Véritable star de l'Univers DC que l'on croirait presque capable de détrôner Batman, la dézinguée Harley Quinn n'en finit plus de briller dans les revues de l'éditeur. Preuve de sa forme olympique, la série régulière de Jimmy Palmiotti et Amanda Conner se dédouble pour une minisérie en forme de team-up forcément bordélique et parodique.
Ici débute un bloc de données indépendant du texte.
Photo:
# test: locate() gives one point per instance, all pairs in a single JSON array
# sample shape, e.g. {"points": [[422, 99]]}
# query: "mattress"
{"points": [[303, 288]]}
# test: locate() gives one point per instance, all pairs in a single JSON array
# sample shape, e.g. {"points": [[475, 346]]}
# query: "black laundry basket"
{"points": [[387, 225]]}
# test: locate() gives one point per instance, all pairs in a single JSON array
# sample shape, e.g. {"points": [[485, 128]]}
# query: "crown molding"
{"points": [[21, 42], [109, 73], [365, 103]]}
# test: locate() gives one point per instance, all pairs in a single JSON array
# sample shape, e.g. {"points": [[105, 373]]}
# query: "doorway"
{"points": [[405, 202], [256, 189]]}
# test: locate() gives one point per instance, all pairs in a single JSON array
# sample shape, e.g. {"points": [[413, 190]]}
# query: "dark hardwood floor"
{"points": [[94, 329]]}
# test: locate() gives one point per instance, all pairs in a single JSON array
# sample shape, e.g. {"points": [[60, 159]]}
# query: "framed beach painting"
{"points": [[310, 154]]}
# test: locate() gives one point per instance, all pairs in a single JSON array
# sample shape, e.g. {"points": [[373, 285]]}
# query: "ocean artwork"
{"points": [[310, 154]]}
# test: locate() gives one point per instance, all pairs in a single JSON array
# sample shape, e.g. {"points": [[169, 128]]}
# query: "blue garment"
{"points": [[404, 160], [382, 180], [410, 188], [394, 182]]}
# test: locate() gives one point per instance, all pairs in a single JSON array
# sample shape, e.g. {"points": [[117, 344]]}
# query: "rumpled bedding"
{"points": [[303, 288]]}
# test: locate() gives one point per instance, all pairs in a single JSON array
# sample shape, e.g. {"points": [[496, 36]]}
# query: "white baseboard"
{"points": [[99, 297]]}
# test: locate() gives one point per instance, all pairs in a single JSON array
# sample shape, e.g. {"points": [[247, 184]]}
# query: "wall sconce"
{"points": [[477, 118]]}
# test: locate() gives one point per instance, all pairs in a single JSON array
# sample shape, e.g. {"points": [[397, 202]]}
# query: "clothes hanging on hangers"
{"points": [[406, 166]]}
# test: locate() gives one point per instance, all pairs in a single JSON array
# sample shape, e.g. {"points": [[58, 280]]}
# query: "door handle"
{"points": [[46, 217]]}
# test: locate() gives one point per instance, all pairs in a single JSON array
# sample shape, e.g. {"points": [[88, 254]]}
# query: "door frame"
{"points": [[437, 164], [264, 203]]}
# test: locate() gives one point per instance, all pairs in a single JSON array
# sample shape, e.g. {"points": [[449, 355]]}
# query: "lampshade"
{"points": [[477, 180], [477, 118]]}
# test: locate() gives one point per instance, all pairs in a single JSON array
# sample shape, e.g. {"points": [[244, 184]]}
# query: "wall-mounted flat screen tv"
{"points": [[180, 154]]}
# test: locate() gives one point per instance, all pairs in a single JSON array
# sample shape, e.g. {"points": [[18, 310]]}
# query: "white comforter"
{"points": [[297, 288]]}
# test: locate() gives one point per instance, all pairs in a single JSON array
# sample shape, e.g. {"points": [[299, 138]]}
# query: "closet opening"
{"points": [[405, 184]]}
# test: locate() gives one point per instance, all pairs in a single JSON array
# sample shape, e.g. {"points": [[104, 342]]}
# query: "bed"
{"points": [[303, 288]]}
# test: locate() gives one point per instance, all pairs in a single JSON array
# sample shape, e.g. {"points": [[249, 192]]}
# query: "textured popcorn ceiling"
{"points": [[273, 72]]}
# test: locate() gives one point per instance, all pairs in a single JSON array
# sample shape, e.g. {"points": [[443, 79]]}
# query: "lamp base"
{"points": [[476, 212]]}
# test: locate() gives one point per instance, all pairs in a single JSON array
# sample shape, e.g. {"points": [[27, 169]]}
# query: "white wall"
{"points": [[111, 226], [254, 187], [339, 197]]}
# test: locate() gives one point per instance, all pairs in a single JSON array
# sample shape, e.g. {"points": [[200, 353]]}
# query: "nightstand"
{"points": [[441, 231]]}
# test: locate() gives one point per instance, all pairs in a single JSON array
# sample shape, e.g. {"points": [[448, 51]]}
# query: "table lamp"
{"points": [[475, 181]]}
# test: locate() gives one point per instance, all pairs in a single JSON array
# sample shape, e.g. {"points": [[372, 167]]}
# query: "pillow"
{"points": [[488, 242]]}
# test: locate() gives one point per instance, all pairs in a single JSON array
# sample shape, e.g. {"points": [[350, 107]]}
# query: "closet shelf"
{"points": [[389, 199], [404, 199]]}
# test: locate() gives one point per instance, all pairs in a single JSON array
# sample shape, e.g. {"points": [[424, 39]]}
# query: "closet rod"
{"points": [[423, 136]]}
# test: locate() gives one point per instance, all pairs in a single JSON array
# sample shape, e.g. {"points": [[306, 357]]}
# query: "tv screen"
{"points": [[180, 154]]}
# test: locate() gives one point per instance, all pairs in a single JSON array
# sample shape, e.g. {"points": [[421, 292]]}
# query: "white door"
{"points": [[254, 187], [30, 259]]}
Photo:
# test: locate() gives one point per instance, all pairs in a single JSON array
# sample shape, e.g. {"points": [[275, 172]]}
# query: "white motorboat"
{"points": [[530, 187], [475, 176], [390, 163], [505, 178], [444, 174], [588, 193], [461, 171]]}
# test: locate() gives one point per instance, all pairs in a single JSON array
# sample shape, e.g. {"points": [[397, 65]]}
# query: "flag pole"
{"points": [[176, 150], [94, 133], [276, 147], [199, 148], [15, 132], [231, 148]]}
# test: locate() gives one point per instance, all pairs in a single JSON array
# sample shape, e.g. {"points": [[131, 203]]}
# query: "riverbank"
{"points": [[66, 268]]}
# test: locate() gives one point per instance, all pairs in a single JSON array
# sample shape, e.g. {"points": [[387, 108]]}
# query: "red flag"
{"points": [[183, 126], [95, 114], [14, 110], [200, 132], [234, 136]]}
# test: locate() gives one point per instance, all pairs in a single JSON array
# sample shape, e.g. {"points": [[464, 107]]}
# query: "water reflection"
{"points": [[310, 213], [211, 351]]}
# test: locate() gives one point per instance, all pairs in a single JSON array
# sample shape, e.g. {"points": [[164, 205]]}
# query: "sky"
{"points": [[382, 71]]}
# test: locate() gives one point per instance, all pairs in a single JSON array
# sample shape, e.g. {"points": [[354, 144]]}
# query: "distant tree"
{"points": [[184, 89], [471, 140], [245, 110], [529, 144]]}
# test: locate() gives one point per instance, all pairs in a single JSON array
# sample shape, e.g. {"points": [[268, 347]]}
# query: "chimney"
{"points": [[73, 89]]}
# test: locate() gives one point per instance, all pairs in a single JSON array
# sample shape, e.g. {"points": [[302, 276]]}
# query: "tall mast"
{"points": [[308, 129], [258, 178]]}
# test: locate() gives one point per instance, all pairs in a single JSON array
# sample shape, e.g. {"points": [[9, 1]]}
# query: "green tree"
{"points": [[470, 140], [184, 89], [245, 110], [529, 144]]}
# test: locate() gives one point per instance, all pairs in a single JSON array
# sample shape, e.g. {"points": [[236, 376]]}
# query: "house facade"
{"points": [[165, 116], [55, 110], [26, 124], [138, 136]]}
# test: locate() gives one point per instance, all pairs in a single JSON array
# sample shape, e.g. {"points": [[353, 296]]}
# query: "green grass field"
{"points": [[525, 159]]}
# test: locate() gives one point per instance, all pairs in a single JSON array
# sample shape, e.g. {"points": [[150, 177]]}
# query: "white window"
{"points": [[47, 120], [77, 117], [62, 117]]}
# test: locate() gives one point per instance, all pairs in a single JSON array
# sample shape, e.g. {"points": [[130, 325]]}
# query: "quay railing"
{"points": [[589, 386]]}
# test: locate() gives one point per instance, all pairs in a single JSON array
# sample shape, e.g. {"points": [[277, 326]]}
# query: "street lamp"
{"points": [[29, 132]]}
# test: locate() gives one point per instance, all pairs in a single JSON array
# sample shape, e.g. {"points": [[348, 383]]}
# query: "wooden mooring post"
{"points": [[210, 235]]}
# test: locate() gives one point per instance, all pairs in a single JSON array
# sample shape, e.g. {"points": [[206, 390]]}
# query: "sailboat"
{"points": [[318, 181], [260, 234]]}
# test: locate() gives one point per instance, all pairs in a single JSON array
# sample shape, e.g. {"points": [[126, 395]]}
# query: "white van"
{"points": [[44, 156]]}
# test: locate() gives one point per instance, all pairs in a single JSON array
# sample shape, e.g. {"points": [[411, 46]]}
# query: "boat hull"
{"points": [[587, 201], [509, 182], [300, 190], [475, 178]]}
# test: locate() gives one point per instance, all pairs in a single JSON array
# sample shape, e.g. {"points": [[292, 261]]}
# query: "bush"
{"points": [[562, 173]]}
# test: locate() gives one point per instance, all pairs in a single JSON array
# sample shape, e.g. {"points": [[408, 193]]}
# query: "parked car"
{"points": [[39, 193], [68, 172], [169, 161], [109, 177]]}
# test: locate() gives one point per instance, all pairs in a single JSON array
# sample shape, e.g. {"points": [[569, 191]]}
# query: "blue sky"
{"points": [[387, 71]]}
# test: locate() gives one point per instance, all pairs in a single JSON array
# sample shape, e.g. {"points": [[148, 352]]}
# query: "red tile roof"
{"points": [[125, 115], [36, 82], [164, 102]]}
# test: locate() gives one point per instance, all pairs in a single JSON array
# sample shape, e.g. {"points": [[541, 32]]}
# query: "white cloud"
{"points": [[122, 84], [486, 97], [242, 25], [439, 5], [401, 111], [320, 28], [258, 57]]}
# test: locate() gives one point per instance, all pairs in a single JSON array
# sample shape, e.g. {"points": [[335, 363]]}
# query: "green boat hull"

Totalement détachée d'un Joker qui ne ressemble plus vraiment aujourd'hui au clown blagueur d'autrefois, la belle blonde aux airs d'arlequin délicieusement sexy et terriblement dangereux, vit ses petites aventures dans un immeuble transformé en squat et base secrète, cherchant inlassablement à former un nouveau duo dynamique. Poison Ivy n'étant plus d'actualité, Power Girl étant a bout de patience, Little Black Book montre comment la miss schizophrène (elle discute toujours autant avec son cadavre de castor préféré) va se retrouver aux cotés de Wonder Woman, Green Lantern ou Zatanna... ou Zatanga, on ne sait plus. Bien entendu sur le chemin très foireux de la rédemption Harley est là à chaque fois pour leur donner un coup de main, mais toute la situation frôle inévitablement la catastrophe totale... voir la fin du monde. On reconnait d'emblée la patte généreuse, joyeuse et décalée du couple Jimmy Palmiotti, Amanda Conner, aux commandes de sa destinée depuis un petit moment, qui manie avec brio les monologues à coté de la plaque de l'héroïne, ses changements d'humeurs et ses envolées cartoonesques. Mais elle prend tellement de place que parfois les guest peinent à trouver un peu d'épaisseur.

 

cross(très)over


Dans le premier numéro la pauvre Diana Prince met ainsi bien trop de temps avant de débarquer... pour mieux se retrouver à poil et endormie dans la baignoire, tandis que Lantern se fait largement mené par le bout du nez par une Harley Quinn devenue (plus) folle après avoir enfilé un anneau d'un nouveau genre. Tout est prétexte à un one woman show de l'icône devenue plus incontournable encore depuis les jeux vidéos Arkham et le catastrophique Suicide Squad, et les habitués auront sans aucun doute la sensation de retrouver à peu de chose près les péripéties de la série « classique ». Il faut finalement attendre un petit voyage absurde dans une autre temporalité où Quinn se retrouve face à son double dans une version pulp de la Seconde Guerre Mondiale aux coté des Bombshells (Batgirl, Barda ou Catwoman en costume rétro et terriblement sexy), pour que l'opération se décante. Survolté, son face à face avec Adolf Hitler est aussi hilarant que jubilatoire. Et là encore, l'idée de confier chaque chapitre à un ou deux dessinateurs différents, ne prend vraiment son sens que pour les deux derniers épisodes. Soit un trip survival bourrin et cul avec le mâle ultime Lobo illustré par Simon Bisley en personne, troublant d'évidence sauvage ; et un affrontement sur un ring du cosmos avec le superbe Superman, dessiné par le légendaire Neal Adams ! Un pitch invraisemblable parodiant directement l'historique Superman Vs Muhammad Ali crée par Dennis O'Neil et... Neal Adams. Un chapitre ultra-référentiel particulièrement réussi et aux planches absolument sublimes.